View key projectsTimeline anchors
- 2008 The 365 - film for 10 lipa initiative establishes a scarcity-driven production ethos.
- 2011 Umjetnost za sve is registered in Zagreb; Aning Film advances as a production vehicle.
- 2012-2021 International labs and networks (TorinoFilmLab, EAVE, and related programs) expand reach.
- 2021- Sunset Unije Festival connects art, ecology, and local infrastructure in a long cycle.

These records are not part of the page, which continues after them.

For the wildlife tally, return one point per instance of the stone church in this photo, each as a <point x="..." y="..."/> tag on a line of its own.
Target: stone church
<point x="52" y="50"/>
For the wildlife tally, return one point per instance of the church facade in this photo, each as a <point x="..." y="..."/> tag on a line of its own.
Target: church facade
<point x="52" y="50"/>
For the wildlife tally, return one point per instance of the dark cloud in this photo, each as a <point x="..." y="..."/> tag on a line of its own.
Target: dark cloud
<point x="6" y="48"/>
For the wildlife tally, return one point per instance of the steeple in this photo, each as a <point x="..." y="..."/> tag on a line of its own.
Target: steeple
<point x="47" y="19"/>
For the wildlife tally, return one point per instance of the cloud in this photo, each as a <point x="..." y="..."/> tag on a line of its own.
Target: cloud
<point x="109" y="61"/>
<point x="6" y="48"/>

- 2023- Dogma 23 reinforces slow, physical, curated cinematic attention.
Operating principles
Timeline context
The timeline is used here to explain how the organizational model evolved, not to foreground personal branding. Its key points show shifts in formats, responsibilities, and production scope, from early workshops and author-led works to more complex festival and partnership cycles. Each phase reflects changes in obligations toward audiences, collaborators, and local communities. In that sense, chronology functions as process documentation: it helps readers understand how the current model was built and why continuity matters for public-facing cultural work.
Operating model
The operating model combines civic and production structures so projects can hold both artistic and social function. In practice, development, financing, production, and circulation are managed as one connected system. This keeps projects active beyond a first presentation through recurring screenings, educational formats, and partner-led follow-up activity. The model is designed to work across different budget levels and different local conditions while preserving clarity of roles and shared responsibility for delivery outcomes.
Public value
Public value comes from how programs include audiences and local partners in the production process. The focus is on keeping knowledge and resources inside the community through workshops, open discussions, and reusable formats. This approach narrows the gap between production teams and audiences because projects are treated as open platforms rather than sealed products. Over time, that structure supports trust, repeated participation, and stronger local ownership of cultural activity across multiple program cycles.
Collaboration network
The collaboration network includes authors, technical crews, educators, civic organizations, and international partners working in different phases of the same process. The key principle is continuity: lessons from one project are transferred into the next rather than reset from zero. The archive therefore emphasizes links between projects instead of presenting isolated outcomes. This builds shared capacity that supports more stable development of cultural programs over multiple years and across changing production conditions.